In a series of votes on Monday, the legislature moved to increase spending for programs for AIDS patients and sexually abused children, among other programs, but failed to win the two-thirds majority needed to overturn the governor’s vetoes, they said.
“Today was about protecting the middle class folks who make New Jersey great,” said Christopher Donnelly, a spokesman for Senate President Steve Sweeney, a Democrat, in a statement.
“Voting for medication for AIDS patients or for programs that protect sexually abused children seems like a matter of common sense, if not common decency,” Donnelly said.
Christie is on vacation this week, but his spokesman Kevin Roberts called Monday’s votes “political gamesmanship.”

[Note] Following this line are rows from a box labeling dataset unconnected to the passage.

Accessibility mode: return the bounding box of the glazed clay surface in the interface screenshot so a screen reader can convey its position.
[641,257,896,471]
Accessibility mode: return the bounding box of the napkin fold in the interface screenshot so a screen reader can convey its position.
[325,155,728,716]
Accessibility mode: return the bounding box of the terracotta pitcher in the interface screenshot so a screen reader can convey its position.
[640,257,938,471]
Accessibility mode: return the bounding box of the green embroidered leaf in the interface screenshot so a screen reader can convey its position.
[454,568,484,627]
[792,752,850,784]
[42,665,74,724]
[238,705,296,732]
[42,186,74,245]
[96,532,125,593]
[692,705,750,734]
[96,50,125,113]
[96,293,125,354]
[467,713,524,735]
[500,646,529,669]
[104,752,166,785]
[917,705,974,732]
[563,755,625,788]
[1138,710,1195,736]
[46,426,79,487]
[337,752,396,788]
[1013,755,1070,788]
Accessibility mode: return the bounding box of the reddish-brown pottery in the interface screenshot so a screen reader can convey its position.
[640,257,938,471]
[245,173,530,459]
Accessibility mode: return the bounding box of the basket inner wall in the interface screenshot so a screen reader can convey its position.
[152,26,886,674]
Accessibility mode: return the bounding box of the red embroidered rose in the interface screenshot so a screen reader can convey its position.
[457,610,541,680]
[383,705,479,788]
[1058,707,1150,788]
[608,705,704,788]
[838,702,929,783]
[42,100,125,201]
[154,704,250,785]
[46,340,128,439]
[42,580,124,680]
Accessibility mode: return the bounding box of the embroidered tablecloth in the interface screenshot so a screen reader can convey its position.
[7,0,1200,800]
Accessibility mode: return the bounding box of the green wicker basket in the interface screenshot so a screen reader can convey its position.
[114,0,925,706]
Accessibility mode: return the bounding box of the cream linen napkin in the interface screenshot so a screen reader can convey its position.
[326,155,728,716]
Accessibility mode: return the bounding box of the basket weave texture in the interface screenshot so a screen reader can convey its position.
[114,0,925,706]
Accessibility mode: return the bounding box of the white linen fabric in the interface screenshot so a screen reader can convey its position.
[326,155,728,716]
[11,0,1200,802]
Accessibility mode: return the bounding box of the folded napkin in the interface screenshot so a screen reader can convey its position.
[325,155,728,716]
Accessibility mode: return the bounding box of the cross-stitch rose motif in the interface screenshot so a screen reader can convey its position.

“No matter the budget year or circumstances, Democrats in the legislature have their budget rhetoric on repeat as they trot out the same recycled, overused and rabidly partisan rhetoric to distract from their own empty promises,” Roberts said in a statement.
Christie, known for his blunt style, has been seen as a rising star in the Republican Party since taking office last year with a lean government and anti-tax agenda.
But his budget vetoes have inflamed Democrats, who recently reached a deal with Christie on one of his top priorities -- a plan to force public employees to pay more toward their pensions and health benefits.
The office of the New Jersey Governor is among the most powerful state executives in the country because the governor appoints the treasurer and attorney general -- which in other states are independently elected -- and has line-item veto power.